For as flat as this part of Montana was, there were gullies and ravines and slopes that I’d not noticed before, and
we almost slid off the track a couple of times. “What happens if we get stuck?” I asked.
    “We don’t get stuck.”
    Ten minutes later, after several incredibly hairy moments in the truck, the track went from mud to a
running stream. Kimberly gunned the engine up a slope, the tires spitting mud and water up the sides of the windows as
they gripped the slippery hill. I could only sit and marvel. My future wife could do
anything,
and I realized I was
having the best time of my life. “This is awesome.”
    She smiled. “Nice first date, huh?”
    “The best.”
    She searched through the rain, the headlights barely cutting through the wall of water blanketing the
fields. “Keep an eye out for the tractor. We should be coming up on it soon.”

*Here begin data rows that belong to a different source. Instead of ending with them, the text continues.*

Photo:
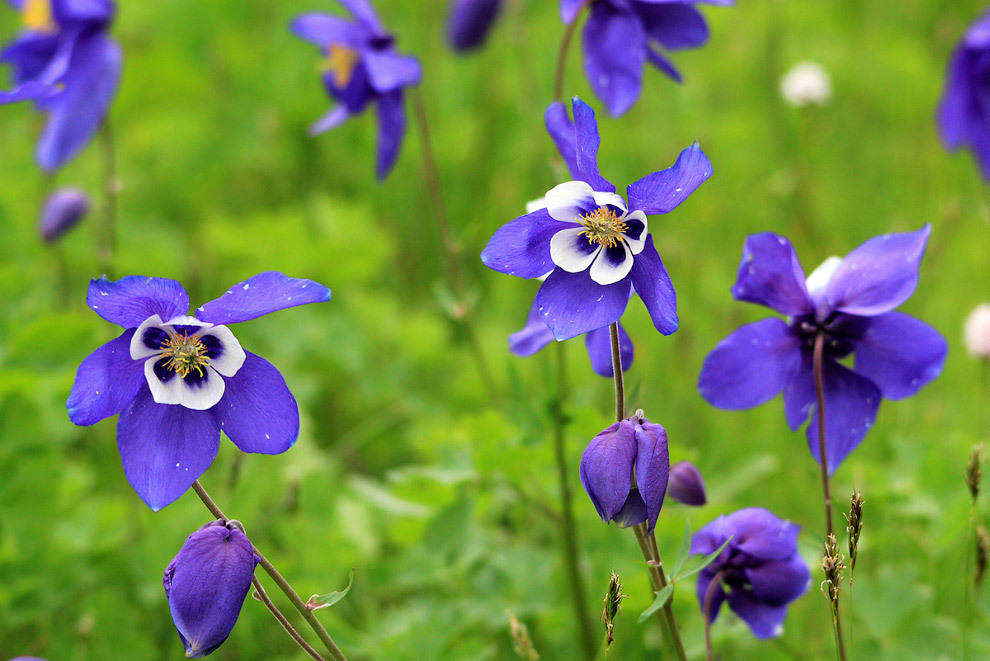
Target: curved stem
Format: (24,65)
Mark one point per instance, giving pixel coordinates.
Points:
(823,462)
(461,311)
(716,581)
(279,580)
(565,44)
(266,600)
(111,187)
(568,528)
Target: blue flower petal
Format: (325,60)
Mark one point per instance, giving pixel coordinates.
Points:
(259,295)
(614,53)
(164,448)
(522,247)
(652,283)
(257,412)
(664,191)
(771,275)
(572,303)
(900,354)
(106,382)
(879,275)
(751,366)
(534,335)
(129,301)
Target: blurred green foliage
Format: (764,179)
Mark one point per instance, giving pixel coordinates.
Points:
(442,498)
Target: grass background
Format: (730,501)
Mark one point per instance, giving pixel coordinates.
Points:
(441,498)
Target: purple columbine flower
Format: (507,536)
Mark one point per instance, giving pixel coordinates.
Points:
(760,568)
(685,484)
(65,62)
(63,210)
(607,468)
(206,584)
(178,380)
(536,334)
(470,22)
(362,66)
(594,248)
(963,115)
(622,35)
(850,301)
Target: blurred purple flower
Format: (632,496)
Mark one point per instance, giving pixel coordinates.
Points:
(362,66)
(178,380)
(63,210)
(850,300)
(594,249)
(206,584)
(536,334)
(65,62)
(760,568)
(470,22)
(963,115)
(685,484)
(607,467)
(622,35)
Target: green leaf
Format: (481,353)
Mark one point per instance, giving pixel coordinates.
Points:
(318,601)
(685,551)
(707,560)
(663,596)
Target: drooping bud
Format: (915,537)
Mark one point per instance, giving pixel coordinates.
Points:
(976,332)
(470,22)
(634,445)
(63,210)
(206,584)
(982,554)
(974,470)
(832,564)
(613,607)
(685,484)
(854,526)
(522,643)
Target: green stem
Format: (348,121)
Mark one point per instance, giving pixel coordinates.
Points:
(111,188)
(567,527)
(279,580)
(823,462)
(461,312)
(266,600)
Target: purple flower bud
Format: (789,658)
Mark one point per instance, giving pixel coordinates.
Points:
(470,22)
(63,210)
(685,485)
(206,584)
(607,471)
(760,569)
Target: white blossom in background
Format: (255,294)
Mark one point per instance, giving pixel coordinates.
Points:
(977,331)
(806,83)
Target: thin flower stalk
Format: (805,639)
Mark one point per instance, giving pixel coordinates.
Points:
(647,540)
(283,585)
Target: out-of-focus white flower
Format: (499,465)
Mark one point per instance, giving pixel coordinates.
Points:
(977,331)
(806,83)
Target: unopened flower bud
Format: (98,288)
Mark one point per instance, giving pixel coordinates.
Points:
(976,332)
(685,484)
(470,22)
(63,210)
(206,584)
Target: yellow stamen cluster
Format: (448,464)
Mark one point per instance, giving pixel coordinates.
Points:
(341,60)
(37,15)
(603,226)
(185,354)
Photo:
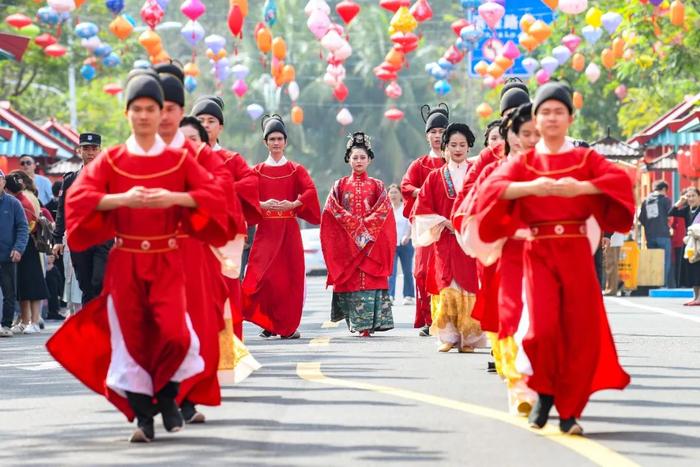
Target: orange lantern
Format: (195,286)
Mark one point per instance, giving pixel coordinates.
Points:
(279,48)
(297,115)
(608,58)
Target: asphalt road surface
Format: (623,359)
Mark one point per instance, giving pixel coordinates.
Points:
(331,398)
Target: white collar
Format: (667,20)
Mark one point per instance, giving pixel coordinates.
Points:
(178,140)
(270,161)
(133,147)
(542,148)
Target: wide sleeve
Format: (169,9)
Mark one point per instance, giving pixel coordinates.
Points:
(85,225)
(310,210)
(246,183)
(426,225)
(408,187)
(207,222)
(614,210)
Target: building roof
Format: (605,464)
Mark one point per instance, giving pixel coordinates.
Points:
(29,138)
(656,129)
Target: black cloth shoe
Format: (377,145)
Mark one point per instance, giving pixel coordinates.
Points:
(190,414)
(570,426)
(540,413)
(143,407)
(172,419)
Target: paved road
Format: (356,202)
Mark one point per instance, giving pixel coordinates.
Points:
(331,398)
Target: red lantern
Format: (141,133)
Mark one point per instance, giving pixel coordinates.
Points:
(347,9)
(45,40)
(55,50)
(458,25)
(341,92)
(394,5)
(18,20)
(394,115)
(112,89)
(235,21)
(422,11)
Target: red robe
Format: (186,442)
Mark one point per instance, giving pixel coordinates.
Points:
(207,289)
(450,262)
(273,287)
(413,180)
(245,183)
(358,235)
(140,317)
(569,342)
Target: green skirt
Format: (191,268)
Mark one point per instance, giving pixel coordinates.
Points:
(366,310)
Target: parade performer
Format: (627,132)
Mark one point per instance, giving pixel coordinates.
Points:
(358,239)
(206,288)
(209,110)
(555,189)
(273,287)
(452,271)
(436,121)
(135,342)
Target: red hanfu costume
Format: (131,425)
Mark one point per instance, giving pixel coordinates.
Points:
(274,284)
(358,238)
(569,342)
(453,273)
(245,183)
(413,180)
(137,336)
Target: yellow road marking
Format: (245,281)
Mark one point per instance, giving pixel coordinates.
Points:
(595,452)
(320,341)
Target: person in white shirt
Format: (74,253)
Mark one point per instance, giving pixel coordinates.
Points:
(404,249)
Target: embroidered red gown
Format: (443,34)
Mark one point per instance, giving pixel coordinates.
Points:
(569,342)
(273,287)
(136,336)
(413,180)
(358,239)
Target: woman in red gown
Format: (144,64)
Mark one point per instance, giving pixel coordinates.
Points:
(453,273)
(358,238)
(555,189)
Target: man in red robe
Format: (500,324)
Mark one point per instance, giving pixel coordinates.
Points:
(135,343)
(436,121)
(556,189)
(274,284)
(209,110)
(207,290)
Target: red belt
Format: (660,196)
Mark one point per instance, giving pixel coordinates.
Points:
(267,214)
(139,244)
(562,229)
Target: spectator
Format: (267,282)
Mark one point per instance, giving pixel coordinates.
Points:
(404,249)
(688,207)
(13,241)
(43,184)
(653,216)
(31,285)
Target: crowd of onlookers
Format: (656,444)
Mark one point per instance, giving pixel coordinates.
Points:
(31,277)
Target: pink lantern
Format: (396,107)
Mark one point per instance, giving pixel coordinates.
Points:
(393,90)
(394,115)
(193,9)
(152,13)
(239,88)
(491,12)
(542,76)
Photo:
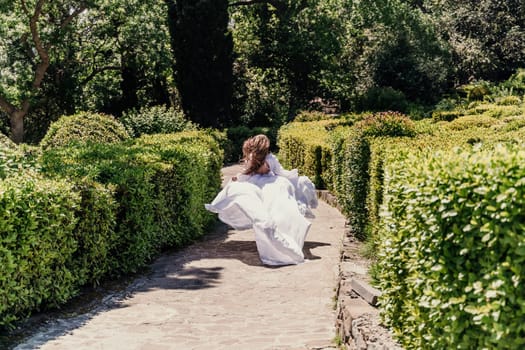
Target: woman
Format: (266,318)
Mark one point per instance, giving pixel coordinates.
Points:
(271,200)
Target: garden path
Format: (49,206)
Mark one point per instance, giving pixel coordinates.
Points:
(215,294)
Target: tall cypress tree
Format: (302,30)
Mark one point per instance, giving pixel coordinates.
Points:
(203,51)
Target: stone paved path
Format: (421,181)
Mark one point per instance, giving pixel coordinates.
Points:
(216,294)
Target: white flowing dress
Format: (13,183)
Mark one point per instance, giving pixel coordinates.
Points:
(274,205)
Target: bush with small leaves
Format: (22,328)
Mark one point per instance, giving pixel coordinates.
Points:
(387,124)
(84,127)
(155,120)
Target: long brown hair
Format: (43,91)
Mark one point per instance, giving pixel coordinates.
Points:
(254,151)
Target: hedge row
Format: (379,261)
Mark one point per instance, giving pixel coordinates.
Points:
(453,247)
(97,210)
(305,145)
(449,225)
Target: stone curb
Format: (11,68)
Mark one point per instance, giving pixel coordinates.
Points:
(358,324)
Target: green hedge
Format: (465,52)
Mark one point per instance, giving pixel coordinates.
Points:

    I couldn’t see fifty yards in any direction. “What’s it look like?”
    “Big and green.”
    A few minutes later, I spotted a hulking shape in the distance, through the passenger window.
“There it is!”
    She slowed, then cranked the wheel, churning up the hill and winding the engine up. “This
isn’t good.”
    “What?”
    She looked ahead as she drove. “He’s on a side slope.”
    “What does that mean?”
    She sped up, all four tires spinning as we ground our way closer. She peered through the rain. “It
slid. Crap.” As we neared and the tractor was clearly visible, she gasped. “Oh God. It tipped
over.”
    I looked, noticing Morgan’s own pickup parked at the crest of the hill, fifteen yards from the big
machine. I’d never seen whatever kind of tractor it was, but I could see the huge rear wheel sticking up in the
sky. “How did it tip?”
    “When it rains this hard, the soil can’t hold the water. The weight of the tractor will
make the surface give way.” A tinge of panic hit her voice as we came to a stop near the toppled thing. She left
the engine running and jumped out, slipping and sliding up the rest of the slope.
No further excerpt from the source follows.